Нельзя.
Вместе с тоской Яша чувствовал иной раз наплывы неожиданной бешеной злобы; и злоба эта, конечно, относилась не к ним, тем более — не к Ане, а к жизни, к несправедливому ее устройству. Много он понимал или мало, но одно понимал с губительной ясностью: происходит что-то такое, что они еще сами не в силах до конца осознать, осознают — поздно будет. И кого тут упрекнешь, кого обвинишь — хоть головой о стенку автобуса бейся.
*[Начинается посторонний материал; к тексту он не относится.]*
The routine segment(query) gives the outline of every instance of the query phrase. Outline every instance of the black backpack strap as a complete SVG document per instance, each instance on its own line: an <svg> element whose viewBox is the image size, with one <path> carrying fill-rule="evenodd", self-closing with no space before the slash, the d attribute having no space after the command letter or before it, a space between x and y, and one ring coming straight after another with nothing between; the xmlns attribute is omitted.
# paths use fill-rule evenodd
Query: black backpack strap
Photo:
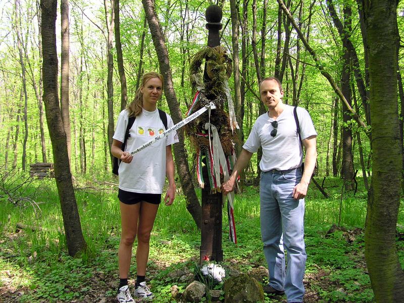
<svg viewBox="0 0 404 303"><path fill-rule="evenodd" d="M294 122L296 122L296 129L297 131L297 133L299 135L299 139L300 139L300 142L301 144L301 147L303 147L303 143L301 142L301 137L300 135L300 124L299 124L299 118L297 118L297 107L295 106L293 108L293 116L294 116Z"/></svg>
<svg viewBox="0 0 404 303"><path fill-rule="evenodd" d="M136 117L133 116L129 117L128 120L128 125L126 126L126 131L125 132L125 138L123 139L122 146L121 147L122 150L125 150L125 147L126 146L126 141L128 140L128 138L130 137L129 132L130 131L130 129L132 128L132 126L133 125L133 123L135 122L135 119Z"/></svg>
<svg viewBox="0 0 404 303"><path fill-rule="evenodd" d="M163 122L163 124L164 125L164 128L167 130L167 114L164 111L162 111L160 109L159 110L159 115L160 116L160 119Z"/></svg>

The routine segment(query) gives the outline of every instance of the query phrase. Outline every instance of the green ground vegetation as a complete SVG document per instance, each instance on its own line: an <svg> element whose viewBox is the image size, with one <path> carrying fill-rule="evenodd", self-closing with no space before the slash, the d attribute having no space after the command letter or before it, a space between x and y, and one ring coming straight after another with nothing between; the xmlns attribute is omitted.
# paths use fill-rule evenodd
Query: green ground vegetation
<svg viewBox="0 0 404 303"><path fill-rule="evenodd" d="M120 217L116 180L97 176L77 180L78 201L88 251L76 258L67 253L63 221L54 179L32 180L17 174L3 180L0 192L0 301L114 302L117 286ZM319 178L321 183L322 178ZM358 179L356 193L341 196L342 182L327 178L324 198L311 187L306 199L305 279L307 302L371 302L373 294L364 255L367 193ZM25 182L25 183L24 183ZM311 185L311 186L312 185ZM224 264L242 272L265 266L259 220L258 188L247 186L235 202L238 244L227 240L223 213ZM333 224L340 228L329 232ZM20 227L17 227L20 226ZM174 204L162 204L150 243L147 278L156 301L175 302L170 288L184 282L169 274L196 266L200 234L180 192ZM397 248L404 268L404 207L397 227ZM135 250L134 250L134 254ZM132 262L131 278L135 276ZM265 283L265 281L262 281ZM130 284L133 284L133 280ZM221 285L214 286L221 289ZM206 299L209 301L209 298ZM284 302L285 296L266 297Z"/></svg>

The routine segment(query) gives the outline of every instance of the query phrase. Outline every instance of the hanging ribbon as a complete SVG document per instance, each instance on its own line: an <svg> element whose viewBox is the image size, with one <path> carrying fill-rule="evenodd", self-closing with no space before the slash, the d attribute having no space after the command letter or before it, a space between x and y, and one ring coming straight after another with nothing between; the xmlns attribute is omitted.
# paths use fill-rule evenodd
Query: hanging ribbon
<svg viewBox="0 0 404 303"><path fill-rule="evenodd" d="M236 128L239 129L240 127L237 123L236 119L236 113L234 111L234 105L233 104L233 99L231 98L231 94L230 93L230 89L229 87L229 83L227 80L224 81L224 91L227 97L227 104L229 105L229 118L230 120L230 127L231 128L231 131L234 130L233 129L233 126L235 126Z"/></svg>
<svg viewBox="0 0 404 303"><path fill-rule="evenodd" d="M196 103L196 101L197 101L199 99L199 92L200 92L198 90L196 91L196 93L195 94L195 96L193 97L193 100L192 100L192 103L191 104L191 106L189 107L189 108L188 109L188 111L186 112L186 114L185 114L185 117L188 117L188 115L192 112L193 106L195 105L195 104Z"/></svg>
<svg viewBox="0 0 404 303"><path fill-rule="evenodd" d="M208 123L207 123L208 124ZM219 133L216 126L210 123L207 125L212 131L213 137L213 143L212 151L214 154L214 159L215 159L215 155L217 156L217 160L214 160L214 166L216 179L220 180L220 170L223 174L223 179L224 182L227 182L229 180L230 173L229 168L227 165L227 159L224 154L222 144L219 137ZM219 177L218 177L218 173ZM234 199L234 192L233 191L227 193L227 214L229 217L229 239L234 243L237 243L237 236L236 235L236 225L234 222L234 205L233 201Z"/></svg>

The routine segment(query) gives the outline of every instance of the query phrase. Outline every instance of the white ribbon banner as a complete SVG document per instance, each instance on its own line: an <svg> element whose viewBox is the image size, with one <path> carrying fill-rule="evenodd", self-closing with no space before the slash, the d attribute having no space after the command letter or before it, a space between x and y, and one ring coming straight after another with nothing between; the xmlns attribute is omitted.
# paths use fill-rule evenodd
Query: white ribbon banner
<svg viewBox="0 0 404 303"><path fill-rule="evenodd" d="M159 134L158 136L156 136L156 137L153 138L152 140L150 140L148 142L147 142L146 143L145 143L142 146L139 146L136 149L135 149L132 153L131 153L130 154L133 156L133 155L134 155L136 153L138 153L139 152L144 149L144 148L145 148L147 146L149 146L151 145L152 144L156 143L156 142L159 141L159 140L160 140L162 138L163 138L164 137L167 137L168 135L169 135L170 133L173 132L174 130L176 130L178 129L179 128L181 128L181 127L182 127L185 124L187 124L188 123L190 122L191 121L192 121L193 120L195 119L196 117L197 117L199 116L200 116L201 115L202 115L202 114L203 114L204 113L206 112L206 111L208 110L208 109L211 109L212 110L214 110L216 108L216 106L213 104L213 102L211 102L211 103L210 104L209 104L208 105L206 105L205 106L203 107L201 109L199 110L197 112L195 112L195 113L194 113L193 114L192 114L190 116L189 116L188 117L187 117L183 120L178 122L178 123L177 123L175 125L174 125L172 127L171 127L170 128L169 128L168 129L166 130L166 131L164 131L164 132L162 132L162 133Z"/></svg>

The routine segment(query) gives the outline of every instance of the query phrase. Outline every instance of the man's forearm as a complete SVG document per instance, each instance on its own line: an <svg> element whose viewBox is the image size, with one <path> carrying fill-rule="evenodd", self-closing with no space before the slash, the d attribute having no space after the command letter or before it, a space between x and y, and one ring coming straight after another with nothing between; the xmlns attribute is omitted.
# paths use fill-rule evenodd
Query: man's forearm
<svg viewBox="0 0 404 303"><path fill-rule="evenodd" d="M305 171L301 177L301 182L309 184L312 178L316 160L317 158L317 151L316 147L316 138L312 138L305 142L306 156L305 158Z"/></svg>
<svg viewBox="0 0 404 303"><path fill-rule="evenodd" d="M233 172L232 172L230 177L230 179L235 180L238 177L240 173L247 166L252 156L252 153L250 153L244 148L242 149L236 161L236 164L234 165Z"/></svg>

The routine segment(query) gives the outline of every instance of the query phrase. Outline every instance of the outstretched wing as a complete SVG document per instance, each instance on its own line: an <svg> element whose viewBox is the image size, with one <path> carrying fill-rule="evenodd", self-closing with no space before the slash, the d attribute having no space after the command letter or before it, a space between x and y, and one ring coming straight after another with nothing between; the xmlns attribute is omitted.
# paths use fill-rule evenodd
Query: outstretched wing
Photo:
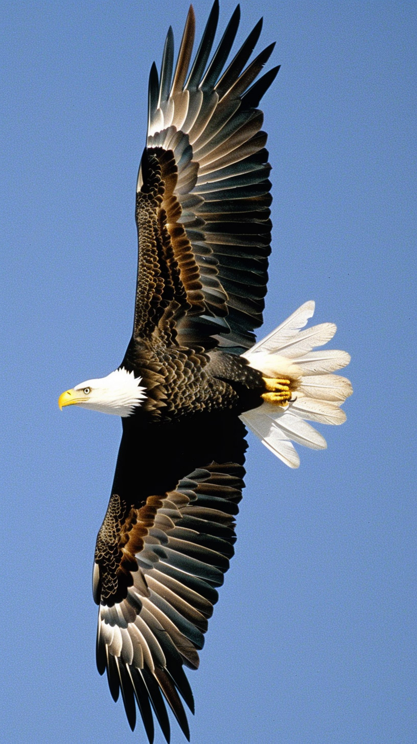
<svg viewBox="0 0 417 744"><path fill-rule="evenodd" d="M226 66L239 18L238 7L208 63L218 19L215 0L190 65L191 7L174 72L171 28L160 75L155 65L150 71L136 200L136 337L158 327L182 345L219 344L241 353L262 323L271 196L267 134L257 106L279 68L254 82L273 44L244 68L261 21Z"/></svg>
<svg viewBox="0 0 417 744"><path fill-rule="evenodd" d="M134 461L127 461L129 453L138 452L142 432L136 425L125 428L98 536L93 586L100 605L98 671L106 671L115 700L121 692L132 729L137 703L150 742L152 710L169 742L166 702L189 738L182 701L193 712L194 702L182 667L198 667L217 587L234 552L245 429L237 418L214 418L207 425L202 420L153 427L159 431L147 432ZM153 452L158 443L160 464ZM138 494L134 502L127 495L133 491Z"/></svg>

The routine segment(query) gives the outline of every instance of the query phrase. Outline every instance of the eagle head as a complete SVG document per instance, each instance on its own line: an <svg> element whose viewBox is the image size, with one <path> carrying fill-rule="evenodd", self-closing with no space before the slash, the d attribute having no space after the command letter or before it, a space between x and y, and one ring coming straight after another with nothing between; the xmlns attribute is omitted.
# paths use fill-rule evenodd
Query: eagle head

Аня не поднимала к нему глаза, не могла, чувствовала себя виноватой, но, господи, как быть-то, когда не только перед ним, перед собой виноватая из виноватых, а уж перед Кольшей, перед матерью с Алешкой — тут и слов не сыщешь, какая за ней вина. Это уж если виновата перед всеми, то нельзя же с виной такой жить, надо же что-то делать, и плохо ли, хорошо, но она уже делает это что-то, уезжает, порывает с Севером…
Ладно, теперь бы проститься, а там и забыть все.
И на этом конец.
…Пока еще регистрировали билеты, еще какая-то надежда теплилась в нем, еще была тайная мысль: схватить ее, не отдавать, упрятать, не пускать. Но уж и регистрация позади, и объявляется посадка…
Они стоят рядом, у стойки. Она, маленькая, будто усохшая, дрожит мелким ознобом; ей страшно; так страшно ей сделалось, дрожит — ничего поделать с собой не может, потому что вдруг ясно услышала в себе: никуда ей не хочется, не то что не хочется, а трудно и подумать, что ждет ее впереди.
Но уж надо идти на посадку. Потянулись друг к другу как мертвые, как чужие, притронулись холодными губами. «Аня! — хотелось ему кричать. — Аня, что же ты делаешь?! Не уезжай! Навсегда не уезжай! Зачем?!»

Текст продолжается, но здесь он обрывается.